I've been saying for a while that problems with blood sugar regulation seem to be common among patients. This could be low hanging fruit for a researcher. If I'm right then a 4-5 hour glucose tollerance test could be a good way to demonstrate that there is a problem.
I had a couple, possibly three, glucose tolerance tests early in the illness (nearly 35 years ago). I would get symptoms of low blood sugar (like shakiness) followed by symptoms of an adrenal response (pounding heart). Theses tests, however, were always within normal limits. When I told the nurse about these symptoms after the test, she suggested that maybe my blood sugar had dropped and recovered between blood draws. Somehow this seemed kind of unlikely to me.
In retrospect, I've wondered if some autonomic glitch was overreacting to glucose levels that were within the normal range.
Something was odd with my tolerance of "sweeteners."
A couple of years into the illness, I drank a can of Coke on an
empty stomach one morning. The reaction was like
a massive amplification of what happened with the glucose tolerance test. Within 15 minutes, I suddenly felt a real sense of unease and shakiness and had to go lie down. Then I had what seemed like a massive release of adrenalin: sweating - deeply flushed face and torso - pounding heart - polyuria far in excess of the 12 ounces I had consumed - fluid seemingly coming up from my lungs - and a general sense of massive distress. On paper, it sounds kind of like an analphylactic reaction, but fortunately I didn't have any swelling or throat constriction. The episode lasted about 45 minutes to an hour, leaving me totally drained.

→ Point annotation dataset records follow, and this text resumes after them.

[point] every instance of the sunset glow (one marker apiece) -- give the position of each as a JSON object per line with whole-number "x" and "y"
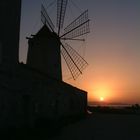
{"x": 111, "y": 49}
{"x": 101, "y": 99}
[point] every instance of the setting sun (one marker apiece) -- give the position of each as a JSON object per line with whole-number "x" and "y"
{"x": 101, "y": 99}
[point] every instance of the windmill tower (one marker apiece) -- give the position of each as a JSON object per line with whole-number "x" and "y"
{"x": 46, "y": 46}
{"x": 9, "y": 31}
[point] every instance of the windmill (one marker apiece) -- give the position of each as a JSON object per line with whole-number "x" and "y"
{"x": 77, "y": 28}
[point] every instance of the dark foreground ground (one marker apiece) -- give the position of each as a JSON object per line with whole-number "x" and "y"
{"x": 103, "y": 127}
{"x": 100, "y": 125}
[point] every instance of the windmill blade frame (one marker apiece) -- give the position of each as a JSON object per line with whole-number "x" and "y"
{"x": 74, "y": 61}
{"x": 46, "y": 19}
{"x": 78, "y": 27}
{"x": 61, "y": 10}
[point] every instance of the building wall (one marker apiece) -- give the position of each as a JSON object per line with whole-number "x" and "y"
{"x": 44, "y": 53}
{"x": 9, "y": 30}
{"x": 30, "y": 96}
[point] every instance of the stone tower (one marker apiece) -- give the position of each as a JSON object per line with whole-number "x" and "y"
{"x": 44, "y": 53}
{"x": 10, "y": 11}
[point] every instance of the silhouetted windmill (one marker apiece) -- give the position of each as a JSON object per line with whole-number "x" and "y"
{"x": 75, "y": 29}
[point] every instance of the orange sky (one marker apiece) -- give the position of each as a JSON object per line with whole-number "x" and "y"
{"x": 112, "y": 48}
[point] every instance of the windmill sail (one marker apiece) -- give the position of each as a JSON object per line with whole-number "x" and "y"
{"x": 74, "y": 61}
{"x": 46, "y": 19}
{"x": 61, "y": 10}
{"x": 78, "y": 27}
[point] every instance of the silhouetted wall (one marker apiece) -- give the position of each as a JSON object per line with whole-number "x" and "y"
{"x": 44, "y": 53}
{"x": 10, "y": 11}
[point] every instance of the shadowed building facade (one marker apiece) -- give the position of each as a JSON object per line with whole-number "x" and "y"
{"x": 44, "y": 53}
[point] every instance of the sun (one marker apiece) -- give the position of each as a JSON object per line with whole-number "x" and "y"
{"x": 101, "y": 99}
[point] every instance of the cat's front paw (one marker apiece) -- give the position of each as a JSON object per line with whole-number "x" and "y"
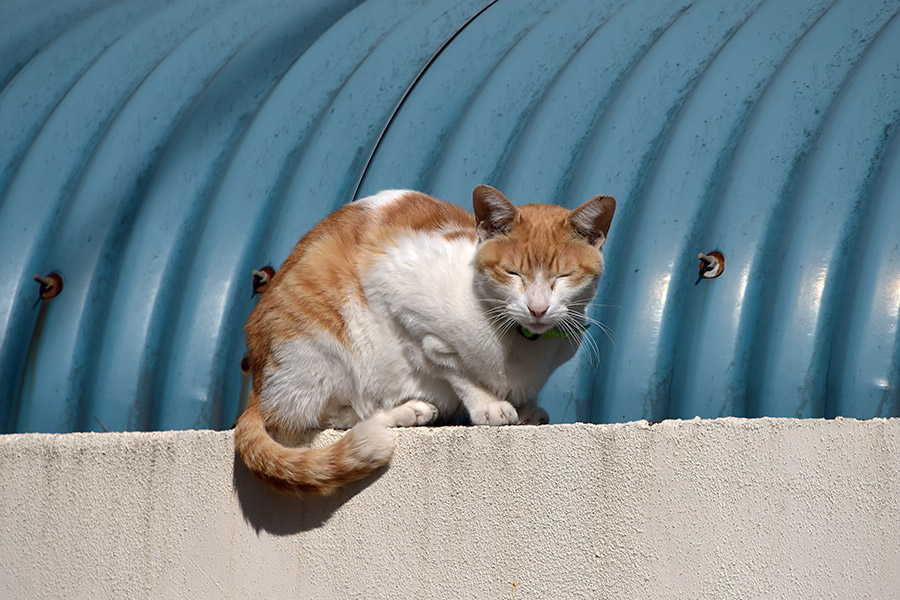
{"x": 410, "y": 414}
{"x": 533, "y": 415}
{"x": 498, "y": 412}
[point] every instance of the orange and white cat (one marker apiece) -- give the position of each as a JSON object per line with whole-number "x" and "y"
{"x": 400, "y": 307}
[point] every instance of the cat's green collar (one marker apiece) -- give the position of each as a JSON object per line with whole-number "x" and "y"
{"x": 550, "y": 333}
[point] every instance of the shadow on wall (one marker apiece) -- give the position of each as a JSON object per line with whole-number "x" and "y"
{"x": 279, "y": 513}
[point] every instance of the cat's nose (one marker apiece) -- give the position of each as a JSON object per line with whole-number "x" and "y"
{"x": 538, "y": 310}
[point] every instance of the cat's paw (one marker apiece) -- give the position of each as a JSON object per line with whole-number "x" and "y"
{"x": 533, "y": 415}
{"x": 410, "y": 414}
{"x": 498, "y": 412}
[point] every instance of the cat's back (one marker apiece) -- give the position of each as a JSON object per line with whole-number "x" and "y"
{"x": 327, "y": 268}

It took me a while to figure this out, but I would note all the ingredients on anything that I consumed that produced similar, though less extreme, reactions. The common factor was high fructose corn syrup (HFCS). HFCS had been been introduced into soft drinks in the early 1980's, just shortly before I became ill. It was later introduced into baked goods and I started to have reactions to them, too. Products I regarded as "safe," because they'd previously had no HFCS, suddenly produced reactions. When I checked their ingredients again, I found that they had begun to use HFCS. I was an HFCS "detector."
I'm not saying that HFCS causes ME/CFS, but ME/CFS may somehow make some people hypersensitive to it. I've read that reactions to HFCS should be impossible because it's chemically no different than regular fructose (just more concentrated, I guess), and the body is well able to deal with fructose. The recent interest in the microbiome makes me wonder if maybe it's not the body but rather some microbe in the gut that reacts weirdly to HFSC, producing who knows what (maybe just more of itself - upsetting the balance of the microbiome).